Considerando o trabalho com os indígenas, pelo menos um filho do casal, Apoena Meireles, nasceu em meio a uma comunidade Xavante localizada na reserva Pimentel Barbosa. Entre os indígenas, Abigail era conhecida como tipizari, a “dona das panelas”, fato que expõe a atribuição de funções relativas ao lar às mulheres que integravam as expedições. Era comum que fossem elas as responsáveis pela cozinha, pela lavagem das roupas, pela coleta de água e outras atividades similares. Nas imagens capturadas pelos cinegrafistas das expedições que constam no documentário, vemos que Abigail não se restringe a essas funções: a sertanista atuou intensamente na atração dos indígenas.

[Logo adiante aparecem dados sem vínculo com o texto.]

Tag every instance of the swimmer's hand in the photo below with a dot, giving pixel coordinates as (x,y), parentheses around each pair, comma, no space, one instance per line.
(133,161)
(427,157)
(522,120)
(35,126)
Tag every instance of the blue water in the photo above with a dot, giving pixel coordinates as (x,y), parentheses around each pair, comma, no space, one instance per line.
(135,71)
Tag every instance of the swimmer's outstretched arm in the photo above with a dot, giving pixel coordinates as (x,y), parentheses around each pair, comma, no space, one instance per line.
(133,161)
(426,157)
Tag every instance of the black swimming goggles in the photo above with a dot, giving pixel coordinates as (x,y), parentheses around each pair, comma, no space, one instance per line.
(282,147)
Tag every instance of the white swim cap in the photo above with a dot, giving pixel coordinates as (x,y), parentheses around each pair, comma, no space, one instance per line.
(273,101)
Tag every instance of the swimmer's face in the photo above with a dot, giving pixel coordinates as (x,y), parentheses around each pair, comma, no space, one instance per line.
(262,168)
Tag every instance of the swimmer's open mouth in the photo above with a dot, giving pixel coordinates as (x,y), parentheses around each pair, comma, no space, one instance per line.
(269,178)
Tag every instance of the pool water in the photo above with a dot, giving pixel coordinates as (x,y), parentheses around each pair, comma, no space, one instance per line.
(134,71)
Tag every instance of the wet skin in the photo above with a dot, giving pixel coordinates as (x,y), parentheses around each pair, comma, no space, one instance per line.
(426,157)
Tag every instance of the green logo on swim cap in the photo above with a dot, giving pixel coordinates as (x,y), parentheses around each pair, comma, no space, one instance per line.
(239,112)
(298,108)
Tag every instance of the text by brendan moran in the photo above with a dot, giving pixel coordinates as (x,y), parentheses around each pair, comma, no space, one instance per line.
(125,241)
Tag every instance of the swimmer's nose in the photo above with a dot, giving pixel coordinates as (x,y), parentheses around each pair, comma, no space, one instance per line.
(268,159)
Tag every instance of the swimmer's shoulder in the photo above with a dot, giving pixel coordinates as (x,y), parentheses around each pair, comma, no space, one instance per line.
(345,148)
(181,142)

A trajetória como sertanista informal, contudo, não durou muito tempo. Após transferir-se para o Rio de Janeiro, Abigail decidiu se afastar do mundo que conhecera junto aos indígenas para zelar pela família – mas não abandonou definitivamente as raízes que havia criado com essas comunidades. Na cidade, Abigail iniciou-se nas religiões de matriz africana, frequentando tanto as giras dos terreiros de umbanda quanto os xirês dos barracões de candomblé. Era filha de Obaluaê, orixá das doenças e das enfermidades, mas também das curas e da terra. Sua dijína, nome com o qual a pessoa é “rebatizada” no candomblé bantu de Angola, era “Madoji”.


Cena do documentário Abigail. Reprodução.

Religiões como a umbanda e o candomblé, em diferentes medidas, através do fenômeno de sincretismo, incorporam elementos da cultura indígena brasileira. Os caboclos, o catimbó, o culto da jurema, os usos de diversas ervas, entre outras manifestações culturais e religiosas do candomblé e da umbanda, apresentam como origem as práticas de comunidades indígenas brasileiras. Foi nesses espaços que Abigail parece ter se encontrado, agora longe das tribos.


No final dos anos 1960, era a vez de Apoena ingressar na carreira de sertanista ao lado do pai, Francisco. Ambos estão entre os principais nomes do mundo sertanista, enquanto Abigail caiu no esquecimento e pouco foi produzido sobre sua memória.


Ficamos ambos surpresos ao descobrir que Abigail não era a única mulher da família com uma trajetória de vida atravessada pelo indigenismo. Em entrevista com Tainá Maldi, filha de Apoena, soube que sua mãe decidiu iniciar sua trajetória como antropóloga antes mesmo da formatura na Universidade de Brasília. Interessada pelos estudos de parentesco, Denise Maldi recorreu à família Meireles para conseguir acesso às comunidades indígenas que os sertanistas da Funai contatavam. Em 1973, casou-se com Apoena; três anos mais tarde, concluiu sua graduação, mudando-se para Rondônia pouco tempo depois. Ao lado de Apoena, Denise fez parte de importantes expedições para contatar comunidades isoladas como os Avá-Canoeiro.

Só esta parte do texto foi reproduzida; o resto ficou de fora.